Nous avons maintenu sur notre planche les
différentes armoiries Singenberg (nos 6 à 9) de l’édition de
1893 ; quoique leur parenté avec les Koechlin ne soit nullement
prouvé. Par contre, nous ajoutons à leur ancienne légende, que nous
reproduisons ci-après, quelques explications et renseignements mettant
les choses au point.
- D’après le sceau de Joseph Singenberg, dit Koechlin
de Zuckenriet, apposé au bas d’actes de 1543.

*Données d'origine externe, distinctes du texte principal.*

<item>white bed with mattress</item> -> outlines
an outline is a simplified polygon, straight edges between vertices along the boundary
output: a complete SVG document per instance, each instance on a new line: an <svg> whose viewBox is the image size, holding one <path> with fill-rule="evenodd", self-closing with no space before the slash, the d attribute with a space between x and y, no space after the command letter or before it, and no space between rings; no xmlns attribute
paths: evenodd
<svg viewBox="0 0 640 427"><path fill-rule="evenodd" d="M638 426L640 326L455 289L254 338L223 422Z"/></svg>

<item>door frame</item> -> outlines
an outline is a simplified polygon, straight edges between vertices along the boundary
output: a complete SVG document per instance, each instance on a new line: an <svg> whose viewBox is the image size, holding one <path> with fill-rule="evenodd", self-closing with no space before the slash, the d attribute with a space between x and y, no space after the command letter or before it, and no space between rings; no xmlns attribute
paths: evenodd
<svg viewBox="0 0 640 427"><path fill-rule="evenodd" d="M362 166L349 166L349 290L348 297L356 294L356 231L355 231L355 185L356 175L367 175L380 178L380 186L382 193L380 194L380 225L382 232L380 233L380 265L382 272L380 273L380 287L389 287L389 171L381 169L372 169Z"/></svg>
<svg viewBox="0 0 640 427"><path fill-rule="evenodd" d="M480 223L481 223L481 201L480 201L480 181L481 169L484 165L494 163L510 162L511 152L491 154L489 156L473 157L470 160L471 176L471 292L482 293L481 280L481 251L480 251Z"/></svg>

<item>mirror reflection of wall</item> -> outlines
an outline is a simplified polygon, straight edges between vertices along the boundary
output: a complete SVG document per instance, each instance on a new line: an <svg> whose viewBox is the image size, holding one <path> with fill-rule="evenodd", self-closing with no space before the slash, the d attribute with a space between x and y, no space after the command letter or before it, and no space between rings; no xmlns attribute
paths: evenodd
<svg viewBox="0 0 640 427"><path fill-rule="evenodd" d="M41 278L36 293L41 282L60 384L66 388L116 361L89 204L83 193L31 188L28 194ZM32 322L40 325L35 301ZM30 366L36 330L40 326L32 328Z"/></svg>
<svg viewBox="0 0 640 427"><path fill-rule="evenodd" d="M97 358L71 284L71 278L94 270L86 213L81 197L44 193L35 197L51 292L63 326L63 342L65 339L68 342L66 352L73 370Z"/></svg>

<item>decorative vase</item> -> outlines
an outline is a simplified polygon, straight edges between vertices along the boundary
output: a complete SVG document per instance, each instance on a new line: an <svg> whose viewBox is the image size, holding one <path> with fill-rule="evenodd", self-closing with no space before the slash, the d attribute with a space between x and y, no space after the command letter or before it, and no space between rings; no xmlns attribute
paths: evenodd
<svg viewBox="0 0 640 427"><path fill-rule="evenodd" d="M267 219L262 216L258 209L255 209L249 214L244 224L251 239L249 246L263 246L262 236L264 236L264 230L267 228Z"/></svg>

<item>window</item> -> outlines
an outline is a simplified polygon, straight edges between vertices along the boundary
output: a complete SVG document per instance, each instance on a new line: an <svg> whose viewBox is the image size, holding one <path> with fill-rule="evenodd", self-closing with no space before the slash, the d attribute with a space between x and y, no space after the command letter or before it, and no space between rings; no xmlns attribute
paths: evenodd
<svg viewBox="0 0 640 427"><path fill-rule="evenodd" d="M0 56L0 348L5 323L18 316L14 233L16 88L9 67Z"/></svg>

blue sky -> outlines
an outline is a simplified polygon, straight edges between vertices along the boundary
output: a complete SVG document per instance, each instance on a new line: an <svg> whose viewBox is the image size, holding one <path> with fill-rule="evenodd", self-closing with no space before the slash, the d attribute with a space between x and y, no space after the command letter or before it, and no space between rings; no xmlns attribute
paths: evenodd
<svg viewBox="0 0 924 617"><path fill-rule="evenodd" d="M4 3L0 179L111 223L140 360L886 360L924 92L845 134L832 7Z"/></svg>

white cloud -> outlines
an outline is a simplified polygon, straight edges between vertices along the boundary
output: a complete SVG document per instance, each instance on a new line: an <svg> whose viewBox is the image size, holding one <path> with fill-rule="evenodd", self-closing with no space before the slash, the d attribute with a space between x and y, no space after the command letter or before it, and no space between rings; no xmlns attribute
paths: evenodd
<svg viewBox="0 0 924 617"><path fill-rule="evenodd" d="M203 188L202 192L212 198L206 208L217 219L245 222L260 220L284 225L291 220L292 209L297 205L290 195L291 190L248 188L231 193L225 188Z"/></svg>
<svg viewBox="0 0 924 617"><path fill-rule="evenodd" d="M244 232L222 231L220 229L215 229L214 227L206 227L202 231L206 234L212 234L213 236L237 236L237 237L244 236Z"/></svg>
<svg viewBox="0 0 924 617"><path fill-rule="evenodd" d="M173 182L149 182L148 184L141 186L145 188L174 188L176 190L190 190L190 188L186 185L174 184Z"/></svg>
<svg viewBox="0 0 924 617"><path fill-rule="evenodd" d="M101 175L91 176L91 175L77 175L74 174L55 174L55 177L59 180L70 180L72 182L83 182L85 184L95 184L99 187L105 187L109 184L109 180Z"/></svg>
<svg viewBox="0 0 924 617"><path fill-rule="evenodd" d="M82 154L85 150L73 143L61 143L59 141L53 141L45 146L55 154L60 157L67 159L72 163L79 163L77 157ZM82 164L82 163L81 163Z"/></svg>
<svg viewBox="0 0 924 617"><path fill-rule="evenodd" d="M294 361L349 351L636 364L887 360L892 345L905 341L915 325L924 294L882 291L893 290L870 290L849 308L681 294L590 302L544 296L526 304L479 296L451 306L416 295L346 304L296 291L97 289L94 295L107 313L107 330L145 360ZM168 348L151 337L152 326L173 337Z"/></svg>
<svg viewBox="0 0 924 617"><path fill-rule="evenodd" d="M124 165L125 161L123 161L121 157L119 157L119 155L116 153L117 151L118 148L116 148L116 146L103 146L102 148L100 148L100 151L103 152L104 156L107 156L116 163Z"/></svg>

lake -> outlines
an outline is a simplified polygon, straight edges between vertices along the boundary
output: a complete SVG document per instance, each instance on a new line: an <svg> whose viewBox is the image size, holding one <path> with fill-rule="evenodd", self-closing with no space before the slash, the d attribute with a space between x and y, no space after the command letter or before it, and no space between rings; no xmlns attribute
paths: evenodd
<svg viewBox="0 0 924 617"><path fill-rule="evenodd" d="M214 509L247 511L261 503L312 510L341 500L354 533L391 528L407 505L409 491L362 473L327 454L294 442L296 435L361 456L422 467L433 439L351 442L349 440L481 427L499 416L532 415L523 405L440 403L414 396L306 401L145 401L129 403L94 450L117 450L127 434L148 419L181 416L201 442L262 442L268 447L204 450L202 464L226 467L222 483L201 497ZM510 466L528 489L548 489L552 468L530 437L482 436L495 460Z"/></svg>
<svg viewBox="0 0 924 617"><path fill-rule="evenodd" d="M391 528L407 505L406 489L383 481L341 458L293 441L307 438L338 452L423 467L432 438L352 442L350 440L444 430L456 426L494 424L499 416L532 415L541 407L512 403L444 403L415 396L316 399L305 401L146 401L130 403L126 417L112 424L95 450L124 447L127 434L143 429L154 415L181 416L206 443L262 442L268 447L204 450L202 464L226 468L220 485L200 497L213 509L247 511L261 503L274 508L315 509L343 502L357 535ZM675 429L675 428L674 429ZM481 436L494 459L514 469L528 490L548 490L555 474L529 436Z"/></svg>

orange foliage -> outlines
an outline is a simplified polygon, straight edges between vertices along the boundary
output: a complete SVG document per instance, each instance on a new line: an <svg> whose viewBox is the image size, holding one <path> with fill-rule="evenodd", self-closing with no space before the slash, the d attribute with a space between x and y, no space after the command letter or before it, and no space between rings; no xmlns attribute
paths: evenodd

- Blason des Singenberg dit Koechli, se
trouvant dans l’Armorial de Dürsteler.
- Blason du troubadour (Minnesinger) Ulrich
Truchess de Singenberg, relevé à la Bibliothèque nationale à
Paris, ainsi qu'’ celle de Wurtzbourg, où il est fait mention de
cette famille. Les écrits de Lassberg, von der Hagen, Uhland et d’autres
parlent de ce troubadour.
L’Armorial général de Rietstap et le Codex
de Berlin attribuent des armes à peu près identiques à une famille
Kuchler, de Bavière, maison éteinte : d’azur à un cerf
rampant d’or. Cimier : une tête et col de cerf d’or.
- Blason d’Ulrich de Singenberg indiqué dans les
registres de Saint-Gall, qui le mentionnent comme fondateur de l’hospice
de cette ville et comme le frère (!) du troubadour de même nom.
Il s’agit ici d’une famille complètement étrangère à celle
du no 8. La différence entre les deux armoiries ne laisse aucun
doute à cet égard.
Quant au blason Küchlin, famille dont il est
question dans la notice historique de cette édition (1914) et qui ne concerne en rien
diverses souches des Koechlin, l’édition de 1893 en signale un qui
figure sur un vitrail de l’Hôtel de Cluny, à Paris.
Monsieur Raymond Koechlin nous a rendu attentif à un
autre vitrail existant à la cathédrale de Fribourg (Bade) sous le nom
d’un Kuechlin, qui présente une roue de voiture à huit rayons,
avec deux proboscides en guise de cimier. Ce sont là évidemment les
armes des Küchlin de la Souabe, données par les armoriaux déjà
cités de Rietstap et du Codex de Berlin, portant : d’argent
à une roue de six rayons de gueules, avec, sur le cimier, une
tête et col de chien braque d’argent, l’oreille de gueules.
Lambrequins : gueules et d’argent.
Rietstap mentionne encore une famille Kuchlein ou
Cuchelinus, de Bois-le-Duc (Hollande) dont le blason écartelé ne
ressemble en rien à ceux qui précèdent.